Kira Newman runs The Honesty Experiment:
30 days. Complete honesty. Can they survive it? — Follow their journey and read about honesty in life, love, and business.
She interviewed me recently. One excerpt:
Honesty Experiment: How do we solve this conundrum?
Hanson: I think the first thing you’ll have to come to terms with is wondering why you think you want to be otherwise. We’re clearly built to be two-faced – we’re built to, on one level, sincerely want to and believe that we are following these standard norms – and at the other level, actually evading them whenever it’s in our interest to get away with it. And since we are built that way, you should expect to have a part of yourself that feels like it sincerely wants to follow the norms, and you should expect another part of you that consistently avoids having to do that.

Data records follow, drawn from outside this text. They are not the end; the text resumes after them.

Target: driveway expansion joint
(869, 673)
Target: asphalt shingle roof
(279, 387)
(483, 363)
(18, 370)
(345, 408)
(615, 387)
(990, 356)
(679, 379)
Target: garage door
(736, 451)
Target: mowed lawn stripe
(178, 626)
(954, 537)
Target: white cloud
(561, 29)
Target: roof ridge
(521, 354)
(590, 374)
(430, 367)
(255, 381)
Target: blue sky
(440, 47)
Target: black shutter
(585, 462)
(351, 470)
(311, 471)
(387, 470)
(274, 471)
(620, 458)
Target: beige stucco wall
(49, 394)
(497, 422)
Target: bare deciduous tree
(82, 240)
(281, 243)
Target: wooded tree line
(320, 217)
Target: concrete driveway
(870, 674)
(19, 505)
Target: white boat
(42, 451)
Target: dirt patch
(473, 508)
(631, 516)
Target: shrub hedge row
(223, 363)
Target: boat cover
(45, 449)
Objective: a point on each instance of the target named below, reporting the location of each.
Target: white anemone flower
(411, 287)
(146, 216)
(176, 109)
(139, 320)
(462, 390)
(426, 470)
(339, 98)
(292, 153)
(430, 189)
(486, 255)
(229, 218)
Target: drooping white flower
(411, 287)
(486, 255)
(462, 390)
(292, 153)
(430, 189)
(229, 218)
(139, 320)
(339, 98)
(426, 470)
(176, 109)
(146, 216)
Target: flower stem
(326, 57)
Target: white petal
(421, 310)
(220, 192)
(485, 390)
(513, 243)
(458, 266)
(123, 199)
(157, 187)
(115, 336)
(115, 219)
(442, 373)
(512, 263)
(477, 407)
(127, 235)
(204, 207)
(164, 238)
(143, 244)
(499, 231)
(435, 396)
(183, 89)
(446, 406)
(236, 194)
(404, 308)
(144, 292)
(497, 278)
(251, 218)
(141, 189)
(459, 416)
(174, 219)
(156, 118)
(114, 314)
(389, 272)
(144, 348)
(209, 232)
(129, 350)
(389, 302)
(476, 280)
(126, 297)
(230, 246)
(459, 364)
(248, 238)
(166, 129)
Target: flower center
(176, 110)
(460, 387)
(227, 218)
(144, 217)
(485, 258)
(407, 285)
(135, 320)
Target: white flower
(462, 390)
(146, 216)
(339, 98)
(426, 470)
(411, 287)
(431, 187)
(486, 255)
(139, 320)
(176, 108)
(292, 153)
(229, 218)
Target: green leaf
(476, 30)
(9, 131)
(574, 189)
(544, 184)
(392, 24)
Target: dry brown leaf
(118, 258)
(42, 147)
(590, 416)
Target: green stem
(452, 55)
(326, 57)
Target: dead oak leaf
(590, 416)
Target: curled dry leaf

And so, if you observe this part of yourself that wants to be good (according to the norms), that’s what you should expect to see. It’s not evidence that you’re different from everybody else. So a real hard question is: how different do you want to be, actually? How different are your desires to be different? . . . Overall, you should expect yourself to be roughly as hypocritical as everybody else.
I later recommend compromise:
It would be simply inhuman to actually try to be consistently honest, because we’re so built for hypocrisy on so many levels. But what you can hope for is perhaps a better compromise between the parts of you that want to be honest and the parts of you that don’t. Think more in terms of: you have a limited budget of honesty, and where you should spend it.